Hal ini pun memantik pertanyaan, terlebih dilakukan di tengah kenaikan bahan pokok yang masih harus dihadapi negara dan masyarakat. "Apakah urgensinya benar benar sedemikian tinggi bahwa harus ada kenaikan sejumlah itu sebesar 5 miliar dolar disaat rakyat lagi susah?” ujarnya.
Saran penundaan
Tanggapan lain, datang dari Koalisi Masyarakat Sipil untuk Reformasi Sektor Keamanan, di mana mereka menyarankan pemerintah menunda tambahan alokasi anggaran belanja Alutsista sampai masa kepemimpinan Presiden Joko Widodo berakhir.
“Karena sarat akan potensi penyimpangan dan kepentingan politik yang dilakukan pada masa akhir pemerintahan Joko Widodo,” begitu tulis koalisi dalam keterangan tertulis, Minggu (3/12).

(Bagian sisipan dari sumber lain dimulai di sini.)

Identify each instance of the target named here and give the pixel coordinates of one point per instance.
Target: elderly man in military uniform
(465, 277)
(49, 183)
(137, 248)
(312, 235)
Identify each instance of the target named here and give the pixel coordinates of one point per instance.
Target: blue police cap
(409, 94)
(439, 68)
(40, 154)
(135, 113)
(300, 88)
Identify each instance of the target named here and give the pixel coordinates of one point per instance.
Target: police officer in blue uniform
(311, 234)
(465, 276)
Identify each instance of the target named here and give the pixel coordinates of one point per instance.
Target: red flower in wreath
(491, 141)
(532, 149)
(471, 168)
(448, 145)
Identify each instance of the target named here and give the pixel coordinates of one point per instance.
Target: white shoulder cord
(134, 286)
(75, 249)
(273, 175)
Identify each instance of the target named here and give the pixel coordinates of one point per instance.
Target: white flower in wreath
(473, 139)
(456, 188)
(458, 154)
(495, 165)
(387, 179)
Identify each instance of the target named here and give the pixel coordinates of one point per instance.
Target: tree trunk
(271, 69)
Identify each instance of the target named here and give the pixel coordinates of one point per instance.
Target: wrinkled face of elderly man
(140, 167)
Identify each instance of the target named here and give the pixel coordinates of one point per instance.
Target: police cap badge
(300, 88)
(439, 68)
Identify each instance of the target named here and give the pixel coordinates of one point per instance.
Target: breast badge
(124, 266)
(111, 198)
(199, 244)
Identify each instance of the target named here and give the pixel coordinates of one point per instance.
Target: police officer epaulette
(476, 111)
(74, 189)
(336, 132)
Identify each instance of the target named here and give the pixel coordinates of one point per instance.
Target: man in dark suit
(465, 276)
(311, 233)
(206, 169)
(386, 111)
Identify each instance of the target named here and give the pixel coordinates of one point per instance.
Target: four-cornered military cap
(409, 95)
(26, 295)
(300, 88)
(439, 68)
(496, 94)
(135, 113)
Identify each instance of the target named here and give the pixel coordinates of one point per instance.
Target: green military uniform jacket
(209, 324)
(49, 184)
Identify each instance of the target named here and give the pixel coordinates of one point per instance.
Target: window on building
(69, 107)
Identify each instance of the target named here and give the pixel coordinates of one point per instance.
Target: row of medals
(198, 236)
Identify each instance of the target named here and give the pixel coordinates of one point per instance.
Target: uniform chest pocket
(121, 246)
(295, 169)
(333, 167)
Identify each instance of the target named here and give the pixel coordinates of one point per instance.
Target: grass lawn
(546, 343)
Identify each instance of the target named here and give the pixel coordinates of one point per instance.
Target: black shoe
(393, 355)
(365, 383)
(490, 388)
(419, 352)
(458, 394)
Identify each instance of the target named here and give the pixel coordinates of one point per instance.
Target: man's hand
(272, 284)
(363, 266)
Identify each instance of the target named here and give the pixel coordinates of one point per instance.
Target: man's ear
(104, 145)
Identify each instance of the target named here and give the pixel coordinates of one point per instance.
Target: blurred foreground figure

Menurut mereka, kenaikan aggaran yang signifikan di tengah rendahnya akuntabilitas dan transparansi dapat berpotensi disalahgunakan. Apalagi, jumlah kenaikan anggaran yang diajukan cukup besar, hampir US$5 miliar dan dinilai tidak wajar. "Terlebih lagi, kenaikan anggaran ini terjadi pada kementerian yang menterinya adalah calon presiden yang berpasangan dengan anak dari Presiden,” ujar koalisi.
Harus selaras sistem pembenahan
Sementara itu, Ketua DPP Partai Persatuan Indonesia (Perindo) Bidang Hankam dan Siber, Susaningtyas Nefo Handayani Kertopati, mengatakan bahwa kenaikan anggaran dalam pembelian barang pada setiap departemen di tahun politik seringkali tampak mencurigakan, terlebih saat ini Indonesia tengah memasuki periode Pemilu.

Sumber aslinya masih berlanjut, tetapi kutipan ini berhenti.